The law tends to “reduce the supply of labor by reducing some people’s incentives to work,” the report said. But after taking account of the positive economic effects of a repeal, it said, the increase in the deficit would be $137 billion. The budget office said that repealing the law - with its insurance subsidies and expanded eligibility for Medicaid - would increase federal budget deficits by $353 billion in the coming decade, largely because the government would forgo big savings in Medicare and would lose revenue from new taxes and fees. Enzi, Republican of Wyoming and the chairman of the Senate Budget Committee, said the report showed that “repealing the president’s health care law will increase economic growth.” But Representative Nancy Pelosi of California, the House minority leader, said it showed that “repeal will explode the deficit.” Republicans can use it to argue that the law itself is bad. Democrats, defending the law they passed five years ago, can use the report to argue that repealing the law would be a bad move because it would increase the deficit. That increased their medical spending by about 35 percent, compared to adults who did not win Medicaid coverage in the lottery.The report by the budget office is sure to be cited by members of both parties as they continue fighting over health care through the 2016 elections. “There are some positive effects on health,” he said, calling the effect on depression “especially strong.”Ĭonfirming previous findings released by the researchers, the new round of results found that adults covered by Medicaid increased their use of a broad number of health services, like mammograms and cholesterol tests. “The authors are almost tilting the spin on the story to be a little more pessimistic than I would have been,” said John Holahan of the Urban Institute, responding to the new findings.

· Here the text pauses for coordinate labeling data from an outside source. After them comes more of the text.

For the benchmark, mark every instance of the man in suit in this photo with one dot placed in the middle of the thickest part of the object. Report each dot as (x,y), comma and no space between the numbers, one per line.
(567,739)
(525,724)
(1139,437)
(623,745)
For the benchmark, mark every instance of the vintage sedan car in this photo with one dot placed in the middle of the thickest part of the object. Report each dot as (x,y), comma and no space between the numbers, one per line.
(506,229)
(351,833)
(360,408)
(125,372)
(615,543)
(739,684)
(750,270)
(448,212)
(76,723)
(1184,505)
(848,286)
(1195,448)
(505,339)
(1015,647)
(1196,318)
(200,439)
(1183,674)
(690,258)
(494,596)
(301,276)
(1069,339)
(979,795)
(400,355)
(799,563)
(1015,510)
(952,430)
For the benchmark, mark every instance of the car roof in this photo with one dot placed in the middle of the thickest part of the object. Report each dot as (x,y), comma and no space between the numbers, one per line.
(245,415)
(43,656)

Getting Medicaid coverage reduced the probability of a positive screening by more than 30 percent. Where Medicaid seemed to have the strongest measured impact was on depression. It significantly increased the probability that a person would receive a diagnosis of diabetes and be treated, though it did not reduce blood sugar levels noticeably. The researchers found that Medicaid coverage did not significantly affect the prevalence or diagnosis of hypertension or high cholesterol, or the use of drugs used to treat those conditions. It did, however, substantially reduce the incidence of depression, and it made them vastly more financially secure.

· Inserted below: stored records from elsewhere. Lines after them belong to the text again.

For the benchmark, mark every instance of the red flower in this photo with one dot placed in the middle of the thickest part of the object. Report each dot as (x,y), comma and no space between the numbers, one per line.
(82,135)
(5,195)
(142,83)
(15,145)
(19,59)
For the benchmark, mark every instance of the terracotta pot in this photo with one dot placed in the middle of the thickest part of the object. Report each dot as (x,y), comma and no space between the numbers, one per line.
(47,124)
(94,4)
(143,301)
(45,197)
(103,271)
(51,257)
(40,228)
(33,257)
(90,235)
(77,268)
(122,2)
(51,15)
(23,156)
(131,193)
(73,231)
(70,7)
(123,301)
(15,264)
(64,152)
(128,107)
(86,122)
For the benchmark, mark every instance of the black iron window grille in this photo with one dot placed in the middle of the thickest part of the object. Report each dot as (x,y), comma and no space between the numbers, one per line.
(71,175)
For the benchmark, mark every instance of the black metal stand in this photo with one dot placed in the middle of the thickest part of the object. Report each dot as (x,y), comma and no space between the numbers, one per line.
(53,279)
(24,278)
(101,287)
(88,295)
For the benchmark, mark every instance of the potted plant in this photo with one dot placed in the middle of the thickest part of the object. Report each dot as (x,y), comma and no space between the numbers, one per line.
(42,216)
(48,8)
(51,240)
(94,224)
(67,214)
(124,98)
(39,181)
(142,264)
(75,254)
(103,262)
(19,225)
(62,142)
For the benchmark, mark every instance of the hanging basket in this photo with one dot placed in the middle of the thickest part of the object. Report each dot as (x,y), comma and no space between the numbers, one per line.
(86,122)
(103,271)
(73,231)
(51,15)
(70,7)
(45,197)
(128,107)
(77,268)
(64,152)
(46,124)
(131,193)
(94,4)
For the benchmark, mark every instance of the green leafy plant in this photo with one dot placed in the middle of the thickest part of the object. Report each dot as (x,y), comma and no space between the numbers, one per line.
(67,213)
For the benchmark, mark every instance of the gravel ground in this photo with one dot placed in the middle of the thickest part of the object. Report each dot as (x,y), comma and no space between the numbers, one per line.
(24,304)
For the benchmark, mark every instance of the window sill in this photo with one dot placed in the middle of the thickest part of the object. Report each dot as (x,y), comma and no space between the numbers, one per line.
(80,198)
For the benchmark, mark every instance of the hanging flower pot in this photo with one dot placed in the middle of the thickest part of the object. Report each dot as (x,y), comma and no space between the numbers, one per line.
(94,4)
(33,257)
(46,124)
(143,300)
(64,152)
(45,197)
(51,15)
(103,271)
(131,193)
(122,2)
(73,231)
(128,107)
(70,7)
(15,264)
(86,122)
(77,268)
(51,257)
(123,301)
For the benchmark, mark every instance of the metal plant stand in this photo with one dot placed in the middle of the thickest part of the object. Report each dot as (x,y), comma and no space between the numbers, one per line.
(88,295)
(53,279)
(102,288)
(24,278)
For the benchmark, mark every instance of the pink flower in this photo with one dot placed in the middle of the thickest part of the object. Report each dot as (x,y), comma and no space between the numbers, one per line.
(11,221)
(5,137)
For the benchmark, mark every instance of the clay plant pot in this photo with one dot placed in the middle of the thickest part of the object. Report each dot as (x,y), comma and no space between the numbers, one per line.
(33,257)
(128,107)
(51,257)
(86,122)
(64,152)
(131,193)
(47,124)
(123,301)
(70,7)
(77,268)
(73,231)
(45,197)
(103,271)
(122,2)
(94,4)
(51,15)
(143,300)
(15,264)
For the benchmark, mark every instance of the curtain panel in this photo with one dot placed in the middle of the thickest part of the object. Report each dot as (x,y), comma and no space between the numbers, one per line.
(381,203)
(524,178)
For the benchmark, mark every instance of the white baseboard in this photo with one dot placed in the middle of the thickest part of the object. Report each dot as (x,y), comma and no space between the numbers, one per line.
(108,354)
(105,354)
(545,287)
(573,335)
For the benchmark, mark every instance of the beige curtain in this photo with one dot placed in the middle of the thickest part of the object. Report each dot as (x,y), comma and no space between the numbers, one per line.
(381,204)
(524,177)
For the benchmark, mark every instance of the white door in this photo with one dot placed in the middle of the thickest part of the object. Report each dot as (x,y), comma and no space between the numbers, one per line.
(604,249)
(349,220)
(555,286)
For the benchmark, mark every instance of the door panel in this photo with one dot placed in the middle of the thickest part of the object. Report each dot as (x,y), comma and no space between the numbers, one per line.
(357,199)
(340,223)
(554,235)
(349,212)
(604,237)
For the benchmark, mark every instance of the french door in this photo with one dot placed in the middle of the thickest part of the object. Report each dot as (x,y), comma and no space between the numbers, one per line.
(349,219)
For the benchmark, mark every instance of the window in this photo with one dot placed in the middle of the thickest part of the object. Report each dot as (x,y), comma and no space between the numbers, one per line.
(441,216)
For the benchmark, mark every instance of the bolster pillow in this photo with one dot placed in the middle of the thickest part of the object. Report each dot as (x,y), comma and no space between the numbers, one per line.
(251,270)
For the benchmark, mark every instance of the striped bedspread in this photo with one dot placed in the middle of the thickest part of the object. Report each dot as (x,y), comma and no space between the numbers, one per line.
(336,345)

But the study suggests that Medicaid coverage did not make those adults much healthier, at least within the two-year time frame of the research, judging by their blood pressure, blood sugar and other measures. It found that those who gained Medicaid coverage spent more on health care, making more visits to doctors and trips to the hospital. The study, called the Oregon Health Study, compares thousands of low-income people in Oregon who received access to Medicaid with an identical population that did not. New results from a landmark study, released on Wednesday in The New England Journal of Medicine, go a long way toward answering those questions. How will that change their finances, spending habits, use of available medical services and - most important - their health?
WASHINGTON - Come January, millions of low-income adults will gain health insurance coverage through Medicaid in one of the farthest-reaching provisions of the Obama health care law.